You can get a lot of the benefits of hexagonal grids with triangular grids if you play your cards right. For example, you can allow units on a given triangle to move as if they were on the hexagonal grid that's formed by gluing triangles together at their corners.
I suggest using triangles in pairs, since diamonds form a grid nicely.
5 large strips (with 4 macro-triangles each) can form an icosahedron in a fairly sane way.
But IMO the biggest mistake people make is trying to make everything fit on a single square; multi-tile objects are very useful. And at that point, why not make everything take several tiles?
Abandoning tiles entirely in favor of node adjacency can cut memory a lot but requires more thought.

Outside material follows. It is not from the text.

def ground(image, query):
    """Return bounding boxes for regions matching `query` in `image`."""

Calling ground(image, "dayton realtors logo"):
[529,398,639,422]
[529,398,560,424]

I don't know if this is the real historical reason, but if you're doing something 2.5D, isometric, at with 2D graphics, at anything other than a 45 degree angle, then anything larger than one square creates clipping problems because part of it should either be behind another sprite on a square whose closest vertex is closer to the camera than the furthest vertex of the forward element. Z-ordering things on the ground between those elements gets even trickier. Making each building (or part of a building) stay within one square is by far the easiest way out of that predicament.
I basically took a square grid and then just randomly displaced each of the vertices a bit to disguise the fact that there is a grid at all. I just wasn't really clever enough to come up with any other way to do deterministic procedural generation.